See, I've read this story now in countless news articles.. from reddit to the local rag... and I'm thinking.. ok.. this happened over 3 days supposedly, yet not one person got any live footage of it.. instead every article has that cartoon pic.... hmmmmm...


----------



## Bellbird (Feb 23, 2022)

I have a hatred of those birds, a pity they managed to make their way over here. The cruelty of them toward other smaller birds makes me feel sick when I see them at it. They think nothing of stealing the chicks out of their nest.


----------



## hollydolly (Feb 23, 2022)

Bellbird said:


> I have a hatred of those birds, a pity they managed to make their way over here. The cruelty of them toward other smaller birds makes me feel sick when I see them at it. They think nothing of stealing the chicks out of their nest.


that's true they do it here in my garden where I have birds nesting all year round in my mature trees..  I hate the noise of them too...


----------



## Pinky (Feb 23, 2022)

Warrigal said:


> I have a very sort spot for the Australian magpie.
> This story only serves to further my admiration for them.
> Such clever birds.
> 
> https://www.abc.net.au/news/2022-02-22/m.../100851458


@Warrigal .. I fell in love with their cleverness and friendly antics. I also like to hear their birdcall.


----------



## RadishRose (Feb 23, 2022)

I admire the intelligence of crows, ravens and magpies.  These magpies have a beautiful sound.


----------



## spectratg (Feb 23, 2022)

All of the animal species on earth, including the human, evolve in different ways.  This is in response to the specific environment as well as random factors.  Hence the clever magpie.  Some species are so fine tuned to their environment that they have lasted relatively unchanged for millions of years (for example, 240 million for crocodiles).  Unfortunately, the human animal (very near term in the grand scheme of things) has been far too successful in evolutionary terms and threatens all life (including its own) on this planet.  As I perhaps have said before, humans are the most dangerous predator and the most invasive species that Gaia Earth has ever seen.  (Not to get off topic or anything )


----------



## Warrigal (Feb 23, 2022)

No worries @spectratg.

 I always welcome a reminder that we humans need to be more considerate of all life forms by protecting the environment that we share with them.


----------



## Alligatorob (Feb 23, 2022)

Warrigal said:


> I have a very sort spot for the Australian magpie.
> This story only serves to further my admiration for them.
> Such clever birds.


Thanks that is interesting.  We also have magpies, but when I looked it up I see they are not the same as yours, not even closely related. 

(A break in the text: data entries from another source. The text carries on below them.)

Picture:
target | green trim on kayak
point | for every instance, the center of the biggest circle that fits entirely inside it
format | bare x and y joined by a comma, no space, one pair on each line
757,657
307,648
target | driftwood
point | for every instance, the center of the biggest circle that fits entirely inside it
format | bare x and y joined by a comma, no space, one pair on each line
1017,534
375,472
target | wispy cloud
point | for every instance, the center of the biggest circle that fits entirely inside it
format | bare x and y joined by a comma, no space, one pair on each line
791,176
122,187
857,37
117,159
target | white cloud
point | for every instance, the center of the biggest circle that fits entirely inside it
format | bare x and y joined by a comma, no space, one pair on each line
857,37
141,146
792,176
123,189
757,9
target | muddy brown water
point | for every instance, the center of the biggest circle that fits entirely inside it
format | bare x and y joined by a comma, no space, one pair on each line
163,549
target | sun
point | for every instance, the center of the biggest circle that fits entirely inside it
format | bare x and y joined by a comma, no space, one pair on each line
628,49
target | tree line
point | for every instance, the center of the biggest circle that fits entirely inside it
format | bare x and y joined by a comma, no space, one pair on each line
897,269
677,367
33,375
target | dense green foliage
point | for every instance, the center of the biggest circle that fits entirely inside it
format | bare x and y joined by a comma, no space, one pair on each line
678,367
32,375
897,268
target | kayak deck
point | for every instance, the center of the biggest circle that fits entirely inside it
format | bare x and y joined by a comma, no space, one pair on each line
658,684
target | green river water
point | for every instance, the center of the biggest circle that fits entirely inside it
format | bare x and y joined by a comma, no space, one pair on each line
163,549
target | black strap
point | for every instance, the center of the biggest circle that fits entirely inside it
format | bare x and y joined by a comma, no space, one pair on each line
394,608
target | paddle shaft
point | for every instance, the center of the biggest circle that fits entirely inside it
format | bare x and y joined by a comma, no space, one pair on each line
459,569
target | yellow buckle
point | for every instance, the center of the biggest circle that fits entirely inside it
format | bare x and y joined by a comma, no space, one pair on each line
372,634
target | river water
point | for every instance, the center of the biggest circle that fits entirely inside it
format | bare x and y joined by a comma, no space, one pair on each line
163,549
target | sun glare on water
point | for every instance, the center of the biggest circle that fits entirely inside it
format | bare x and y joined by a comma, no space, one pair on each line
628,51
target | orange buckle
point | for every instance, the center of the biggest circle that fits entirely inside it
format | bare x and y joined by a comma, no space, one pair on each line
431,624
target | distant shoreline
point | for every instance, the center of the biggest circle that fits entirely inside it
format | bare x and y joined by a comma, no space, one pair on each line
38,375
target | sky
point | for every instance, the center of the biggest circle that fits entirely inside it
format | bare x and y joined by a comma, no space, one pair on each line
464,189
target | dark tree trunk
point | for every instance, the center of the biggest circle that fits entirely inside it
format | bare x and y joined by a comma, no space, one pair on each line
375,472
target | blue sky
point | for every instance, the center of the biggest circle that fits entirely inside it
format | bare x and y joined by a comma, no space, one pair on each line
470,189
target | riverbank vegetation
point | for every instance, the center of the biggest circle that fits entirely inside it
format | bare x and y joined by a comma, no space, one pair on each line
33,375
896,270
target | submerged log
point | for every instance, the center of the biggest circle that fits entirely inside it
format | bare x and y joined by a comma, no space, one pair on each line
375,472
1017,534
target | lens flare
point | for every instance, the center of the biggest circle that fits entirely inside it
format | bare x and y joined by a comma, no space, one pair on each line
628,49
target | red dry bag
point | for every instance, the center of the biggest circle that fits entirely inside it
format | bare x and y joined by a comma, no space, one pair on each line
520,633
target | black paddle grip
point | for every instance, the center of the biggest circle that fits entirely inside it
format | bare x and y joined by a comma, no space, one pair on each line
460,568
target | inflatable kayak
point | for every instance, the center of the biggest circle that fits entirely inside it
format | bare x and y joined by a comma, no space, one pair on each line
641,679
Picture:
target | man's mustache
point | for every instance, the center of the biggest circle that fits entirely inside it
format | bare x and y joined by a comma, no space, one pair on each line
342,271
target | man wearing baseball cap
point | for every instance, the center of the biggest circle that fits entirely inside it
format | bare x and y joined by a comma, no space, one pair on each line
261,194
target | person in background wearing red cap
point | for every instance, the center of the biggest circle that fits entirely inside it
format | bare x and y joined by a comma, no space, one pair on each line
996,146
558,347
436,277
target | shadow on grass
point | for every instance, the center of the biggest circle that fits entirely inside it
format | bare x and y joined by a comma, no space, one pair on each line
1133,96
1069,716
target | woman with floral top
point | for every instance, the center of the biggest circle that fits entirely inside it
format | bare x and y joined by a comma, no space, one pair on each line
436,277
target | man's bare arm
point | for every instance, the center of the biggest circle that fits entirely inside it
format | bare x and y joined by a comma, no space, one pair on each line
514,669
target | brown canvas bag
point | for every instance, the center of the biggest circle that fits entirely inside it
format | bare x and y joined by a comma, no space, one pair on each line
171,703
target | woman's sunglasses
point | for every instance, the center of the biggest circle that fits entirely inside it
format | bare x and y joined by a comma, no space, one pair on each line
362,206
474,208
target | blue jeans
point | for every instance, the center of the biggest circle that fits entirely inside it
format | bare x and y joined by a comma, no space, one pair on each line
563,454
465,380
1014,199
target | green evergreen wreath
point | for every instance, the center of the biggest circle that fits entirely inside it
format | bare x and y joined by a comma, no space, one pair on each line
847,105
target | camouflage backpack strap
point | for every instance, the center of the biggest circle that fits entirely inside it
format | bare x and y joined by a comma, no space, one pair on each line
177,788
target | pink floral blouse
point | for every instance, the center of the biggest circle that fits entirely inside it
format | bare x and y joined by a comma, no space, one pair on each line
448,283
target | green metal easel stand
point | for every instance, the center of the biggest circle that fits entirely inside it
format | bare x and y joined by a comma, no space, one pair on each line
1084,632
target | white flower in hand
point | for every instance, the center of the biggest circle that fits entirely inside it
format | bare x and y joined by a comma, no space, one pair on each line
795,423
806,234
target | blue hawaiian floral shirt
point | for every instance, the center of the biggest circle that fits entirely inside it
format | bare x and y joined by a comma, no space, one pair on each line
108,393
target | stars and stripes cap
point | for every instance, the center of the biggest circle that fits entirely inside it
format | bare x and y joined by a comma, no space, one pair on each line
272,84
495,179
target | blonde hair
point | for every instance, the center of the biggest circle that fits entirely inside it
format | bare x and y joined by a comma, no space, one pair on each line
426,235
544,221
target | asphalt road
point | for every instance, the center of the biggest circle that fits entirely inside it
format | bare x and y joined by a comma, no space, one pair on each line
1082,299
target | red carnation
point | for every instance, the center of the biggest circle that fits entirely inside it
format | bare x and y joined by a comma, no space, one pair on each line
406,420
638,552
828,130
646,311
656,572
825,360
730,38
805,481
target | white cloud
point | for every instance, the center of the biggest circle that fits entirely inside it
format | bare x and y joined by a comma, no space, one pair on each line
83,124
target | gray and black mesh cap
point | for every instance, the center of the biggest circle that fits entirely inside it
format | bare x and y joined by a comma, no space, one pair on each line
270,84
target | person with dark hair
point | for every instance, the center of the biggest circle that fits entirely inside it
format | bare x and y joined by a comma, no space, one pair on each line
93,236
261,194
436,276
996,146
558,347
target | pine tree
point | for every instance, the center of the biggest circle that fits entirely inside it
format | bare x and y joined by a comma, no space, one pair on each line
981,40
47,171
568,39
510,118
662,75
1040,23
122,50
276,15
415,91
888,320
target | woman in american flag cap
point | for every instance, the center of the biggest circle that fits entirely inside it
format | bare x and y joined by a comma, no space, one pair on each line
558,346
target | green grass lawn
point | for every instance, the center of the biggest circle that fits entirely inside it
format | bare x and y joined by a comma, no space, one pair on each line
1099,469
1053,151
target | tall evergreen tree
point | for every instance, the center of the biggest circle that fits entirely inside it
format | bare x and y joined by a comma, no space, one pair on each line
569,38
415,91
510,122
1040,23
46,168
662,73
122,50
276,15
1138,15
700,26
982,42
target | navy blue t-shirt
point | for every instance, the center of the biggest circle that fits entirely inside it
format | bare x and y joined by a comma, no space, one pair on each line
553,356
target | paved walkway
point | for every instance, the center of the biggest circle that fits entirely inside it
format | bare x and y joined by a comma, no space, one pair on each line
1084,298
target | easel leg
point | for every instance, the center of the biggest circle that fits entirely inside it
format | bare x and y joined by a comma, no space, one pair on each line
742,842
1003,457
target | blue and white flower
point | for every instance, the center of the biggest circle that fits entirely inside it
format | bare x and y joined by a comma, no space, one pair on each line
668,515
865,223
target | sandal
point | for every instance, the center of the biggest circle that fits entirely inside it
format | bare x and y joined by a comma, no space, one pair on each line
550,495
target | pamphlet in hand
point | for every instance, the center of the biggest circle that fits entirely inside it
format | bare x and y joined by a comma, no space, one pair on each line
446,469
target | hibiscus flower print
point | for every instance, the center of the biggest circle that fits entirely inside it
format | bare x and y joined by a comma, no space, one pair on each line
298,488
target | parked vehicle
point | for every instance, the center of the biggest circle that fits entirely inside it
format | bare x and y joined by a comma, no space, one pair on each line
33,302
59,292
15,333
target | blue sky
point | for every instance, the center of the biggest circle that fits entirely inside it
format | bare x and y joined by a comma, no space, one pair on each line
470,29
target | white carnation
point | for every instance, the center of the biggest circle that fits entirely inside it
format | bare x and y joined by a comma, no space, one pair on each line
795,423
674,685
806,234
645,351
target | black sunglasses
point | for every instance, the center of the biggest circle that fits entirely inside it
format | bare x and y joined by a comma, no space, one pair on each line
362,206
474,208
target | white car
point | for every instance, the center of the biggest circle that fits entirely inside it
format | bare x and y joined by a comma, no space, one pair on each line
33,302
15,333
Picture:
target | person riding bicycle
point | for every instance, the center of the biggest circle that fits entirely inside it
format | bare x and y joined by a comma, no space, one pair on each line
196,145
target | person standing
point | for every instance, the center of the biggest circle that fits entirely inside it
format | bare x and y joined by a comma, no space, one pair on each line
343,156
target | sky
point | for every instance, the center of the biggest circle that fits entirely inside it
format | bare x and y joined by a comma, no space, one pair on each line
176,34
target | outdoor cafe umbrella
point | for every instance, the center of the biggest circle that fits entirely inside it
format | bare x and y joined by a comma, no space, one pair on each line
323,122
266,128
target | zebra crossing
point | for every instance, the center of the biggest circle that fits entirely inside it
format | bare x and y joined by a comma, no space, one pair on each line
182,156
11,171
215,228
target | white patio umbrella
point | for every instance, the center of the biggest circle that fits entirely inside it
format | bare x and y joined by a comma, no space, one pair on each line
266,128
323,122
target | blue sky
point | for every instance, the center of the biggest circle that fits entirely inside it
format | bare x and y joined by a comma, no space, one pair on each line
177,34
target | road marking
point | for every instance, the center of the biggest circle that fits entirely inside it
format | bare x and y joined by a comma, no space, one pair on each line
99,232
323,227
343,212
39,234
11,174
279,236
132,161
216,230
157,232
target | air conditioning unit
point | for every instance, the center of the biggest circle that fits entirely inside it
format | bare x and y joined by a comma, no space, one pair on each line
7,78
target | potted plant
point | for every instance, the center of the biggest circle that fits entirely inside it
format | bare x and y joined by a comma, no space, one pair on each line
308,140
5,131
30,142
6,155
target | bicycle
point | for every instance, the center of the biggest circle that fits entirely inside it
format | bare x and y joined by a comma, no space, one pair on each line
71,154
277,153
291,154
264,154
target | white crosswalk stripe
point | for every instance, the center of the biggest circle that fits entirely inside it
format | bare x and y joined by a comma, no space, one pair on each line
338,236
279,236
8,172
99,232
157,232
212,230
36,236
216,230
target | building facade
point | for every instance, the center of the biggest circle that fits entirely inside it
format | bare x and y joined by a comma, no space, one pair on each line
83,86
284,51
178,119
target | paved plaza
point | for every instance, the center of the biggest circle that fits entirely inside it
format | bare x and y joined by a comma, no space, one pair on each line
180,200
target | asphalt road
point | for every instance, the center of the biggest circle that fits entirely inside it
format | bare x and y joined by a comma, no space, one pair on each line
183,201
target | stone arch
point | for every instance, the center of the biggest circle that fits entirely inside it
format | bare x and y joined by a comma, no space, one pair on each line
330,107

Our magpies are also quite intelligent, I have known people to take young birds from the nest and raise them as pets.  They can be taught to speak and will follow their owner around pretty loyally.  No need for a cage.


Bellbird said:


> I have a hatred of those birds, a pity they managed to make their way over here. The cruelty of them toward other smaller birds makes me feel sick when I see them at it. They think nothing of stealing the chicks out of their nest.


Our magpies are also predators, they will take and eat the young of other birds and sometimes the eggs.  Its just nature.  Are they an invasive species in NZ?


----------



## win231 (Feb 23, 2022)

Bellbird said:


> I have a hatred of those birds, a pity they managed to make their way over here. The cruelty of them toward other smaller birds makes me feel sick when I see them at it. They think nothing of stealing the chicks out of their nest.


Yes, Magpies eat everything from plants to small animals - whatever they can get.  It's part of nature.
How do you feel about lions, tigers, wolves, coyotes killing & eating whatever animal they can get?
How do you feel about feeding our domestic cats & dogs a processed diet that is mainly meat that someone else killed?
How do you feel about people eating cows, pigs, chickens, turkeys & lamb?
As for Magpies stealing chicks out of their nest, how do you feel about stealing baby calves from their mothers so people can eat veal?


----------



## Ruth n Jersey (Feb 23, 2022)

Mother Nature knows how to balance everything out among species. Unfortunately humans are the culprits who have upset nature in every conceivable way,


----------